John Malkovich Talks ‘Space Force,’ Fashion Design, and His Favorite Roles


Then some years later, another Italian, Riccardo Rami, asked me to start again and that was in about 2008 or ’09. I did that up until two, three years ago. Eventually, split with them and then I went with French partners and eventually stopped in about 2017 I guess.

What did you enjoy about it?

Well, not business because I don’t know anything about business. Unlike a lot of people who are maybe fantastically snotty about it, I just don’t have an aptitude for it. I’m not very good at it.

I’m a longtime fabric collector. I’ve always liked drawing, I like designing. I’ve designed costumes many times. I’ve designed lots of fabric. There are many things I loved about doing that work. But it’s tough work actually. There are aspects of it that don’t interest me and that I don’t see the point of. I never had the money to, but I don’t particularly want to advertise in a fashion magazine so that someone will do an article about my leather jacket or whatever. It’s not really my thing.

Production became very difficult in Europe because everything is so expensive and then people whine, “Why is it so expensive?” Then you say, “Because it’s not made in a sweatshop somewhere.” They say they want something nice but I’m not sure they know what that is and they don’t really want to pay for it and et cetera, et cetera. There’s much I loved about doing it but nothing I particularly miss.

You built up a reputation years ago as someone who was always wearing a suit, so what are you wearing during quarantine—sweats like everyone else?

I’m dressed super casually. It’s very funny. Before I started a fashion line, I wore a suit every day. Meaning, I wore a suit to garden. I wore a suit to take a walk. For at least 15 years, I was never out of a suit.

Then I got sick of dragging everything around and sick of having things ruined at a hotel cleaner’s. In the decade when I was in my fifties and the half decade I’ve had in my sixties, I’ve kind of traveled nonstop and it’s very hard to drag all that stuff around.

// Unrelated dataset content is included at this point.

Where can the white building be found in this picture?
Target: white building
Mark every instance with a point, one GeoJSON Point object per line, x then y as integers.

Weirdly, the minute I started designing fashion was the first time I ever got a pair of blue jeans, which were given to me at a fashion show, which they maybe still have in the Javits Center, [from] a guy called Michael Paradise. He has a company I like very much called the Stronghold out in Venice Beach. They just gave me a pair of jeans. I was like, “Oh, jeans. Wow.” That’s what I’m wearing today.

No. I don’t really get that dressed up anymore. You know, now, all I really do is walk around. Cambridge is a pretty casual place. I think if people saw you in a suit they’d maybe freak out.

I was reading an old Rolling Stone profile of you and Charlie Kaufman is quoted as saying that he wrote Being John Malkovich because, you “have this quality of unknowability, you can’t look into his eyes and know what’s going on inside his head. You’re closed off.” I was wondering if you would, first of all, agree with that assessment and, if so, how much is intentional and how much of that is just innate?

I think if any of it’s true then it’s just innate. I mean, Charlie is, obviously, much cleverer than I am. He’s observing me. I’m not observing me at all. I never think of me. I never think about “who am I?” “What is my place in the world?” Et cetera. It’s never been a big interest of mine, me.